Quando entra num veículo recém-saído da linha de montagem, Maria de Lourdes Feitosa de Franco sente muito mais do que cheiro de carro novo. É capaz de perceber, separadamente, o odor de praticamente todos os componentes internos: tapetes, bancos, volante e revestimentos diversos. A habilidade foi desenvolvida ao longo de dezesseis anos na função de osmóloga veicular da Volkswagen. Além de testar automóveis prontos, ela cheira também amostras das peças da cabine. Para serem submetidas ao nariz da profissional, as partes vão para aquecimento numa estufa, a 80 graus, simulando a temperatura de um carro estacionado ao sol. “Em geral, os componentes são aprovados”, diz ela. Mas já aconteceu de toda a linha de montagem ter de parar para trocar uma peça que, literalmente, não cheirava bem.
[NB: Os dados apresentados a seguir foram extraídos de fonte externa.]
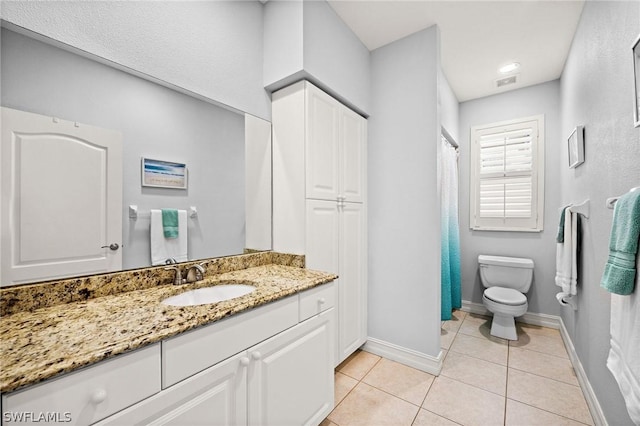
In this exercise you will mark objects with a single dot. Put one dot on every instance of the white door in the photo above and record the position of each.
(291, 375)
(61, 211)
(215, 396)
(322, 236)
(352, 290)
(353, 155)
(322, 140)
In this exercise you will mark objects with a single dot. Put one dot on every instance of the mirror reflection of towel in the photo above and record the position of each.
(170, 223)
(168, 248)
Carros - São Bernardo - ESPECIAL BAIRROS 2232a
André Rucci: seu trabalho é colocar o conjunto de pneu e roda nos carros (Foto: Mario Rodrigues)

O rei dos pit stops

Filho de um operário da indústria automotiva, André Rucci sempre quis seguir os passos do pai, que se aposentou com algum conforto financeiro. O sonho se realizou há pouco mais de um ano, quando ele foi contratado pela Ford. Seu trabalho é colocar o conjunto de pneu e roda nos carros que, à velocidade de um por minuto, passam suspensos na linha de montagem. Depois, com uma máquina que parece uma arma de filme de ficção científica, parafusa as quatro porcas ao mesmo tempo. Junto com outro operário, monta, por dia, 640 rodas. Apesar de não ter intenção de passar a vida toda nessa rotina, tem orgulho da profissão. “Fico acabado no fim do expediente, com muito cansaço, mas não acho ruim o trabalho”, conta. Certa vez, após um dia especialmente estressante, foi tirar dinheiro no caixa eletrônico e teve a impressão de que a máquina estava se mexendo, como se desfilasse pendurada na linha de montagem.